“Yes,” replied the latter, leaning close and speaking in a whisper, “or if we aren’t swept into the rapids ahead. Take a look but don’t draw the attention of the Kikuyus. They are so interested in watching the result of your labors and in playing around with your steering oar that they haven’t seen yet. There. Down stream.”
Bob looked.
Some distance ahead, where the river swept around a big island, scattered rocks jutted above the water of both channels. And over them foamed the river.
Then the first sound of the rapids was borne to their ears.
CHAPTER XIII
IN THE RIVER’S CLUTCH
The raft leaped forward like a thing alive. Kikuyus sweating at the steering oar were unable to point the unwieldly craft inshore any longer. Frightened cries broke from the blacks as they saw the spouters ahead, saw too the black teeth of the basaltic rocks waiting to tear them.
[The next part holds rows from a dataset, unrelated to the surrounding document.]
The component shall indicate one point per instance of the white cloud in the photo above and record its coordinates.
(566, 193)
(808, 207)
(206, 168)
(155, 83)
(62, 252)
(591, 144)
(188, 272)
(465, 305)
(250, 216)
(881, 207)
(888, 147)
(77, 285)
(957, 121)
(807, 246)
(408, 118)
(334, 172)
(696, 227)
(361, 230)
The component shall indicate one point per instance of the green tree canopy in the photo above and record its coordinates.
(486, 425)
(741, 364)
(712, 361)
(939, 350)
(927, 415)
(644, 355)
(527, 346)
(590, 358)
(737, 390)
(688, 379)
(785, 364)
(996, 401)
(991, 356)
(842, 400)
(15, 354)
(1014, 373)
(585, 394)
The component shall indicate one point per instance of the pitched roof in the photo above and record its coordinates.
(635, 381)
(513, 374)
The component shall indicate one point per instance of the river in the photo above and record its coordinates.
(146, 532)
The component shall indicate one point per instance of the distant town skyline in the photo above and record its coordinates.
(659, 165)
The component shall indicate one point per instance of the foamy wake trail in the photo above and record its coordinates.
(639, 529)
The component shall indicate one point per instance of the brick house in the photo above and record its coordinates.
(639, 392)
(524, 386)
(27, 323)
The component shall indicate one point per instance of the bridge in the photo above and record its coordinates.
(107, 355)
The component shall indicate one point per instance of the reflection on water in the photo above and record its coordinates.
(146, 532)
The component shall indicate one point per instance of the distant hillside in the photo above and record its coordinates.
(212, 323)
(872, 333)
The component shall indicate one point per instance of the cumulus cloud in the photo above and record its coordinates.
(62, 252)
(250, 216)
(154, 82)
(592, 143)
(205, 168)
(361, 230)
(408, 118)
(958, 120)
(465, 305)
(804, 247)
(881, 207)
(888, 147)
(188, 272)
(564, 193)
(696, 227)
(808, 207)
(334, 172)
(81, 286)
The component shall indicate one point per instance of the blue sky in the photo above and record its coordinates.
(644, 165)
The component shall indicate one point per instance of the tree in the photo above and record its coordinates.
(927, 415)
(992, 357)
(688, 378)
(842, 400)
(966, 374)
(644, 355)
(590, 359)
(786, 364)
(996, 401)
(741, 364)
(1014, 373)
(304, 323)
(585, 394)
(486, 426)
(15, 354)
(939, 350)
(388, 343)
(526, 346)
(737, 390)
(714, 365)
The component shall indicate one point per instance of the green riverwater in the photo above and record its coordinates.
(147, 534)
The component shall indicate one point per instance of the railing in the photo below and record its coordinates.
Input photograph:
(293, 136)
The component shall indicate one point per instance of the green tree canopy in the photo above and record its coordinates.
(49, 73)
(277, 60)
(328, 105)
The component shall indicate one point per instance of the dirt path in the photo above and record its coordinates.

“Back, back,” shouted Jack, stationed on the shoreward side of the raft. He waved his arms frantically in warning to the blacks. “Don’t let them jump in, Matse,” he screamed. “They’d drown.”
But the thoroughly frightened blacks had lost all awe of their superiors. They continued to crowd forward as if planning to leap overboard.
“Look out, Jack,” cried Frank, standing in the bow, his attention diverted from the river ahead by Jack’s predicament. “You can’t stop them. They’ll brush you into the river if you get in their way.”
But big Bob saw the danger to his comrade, too.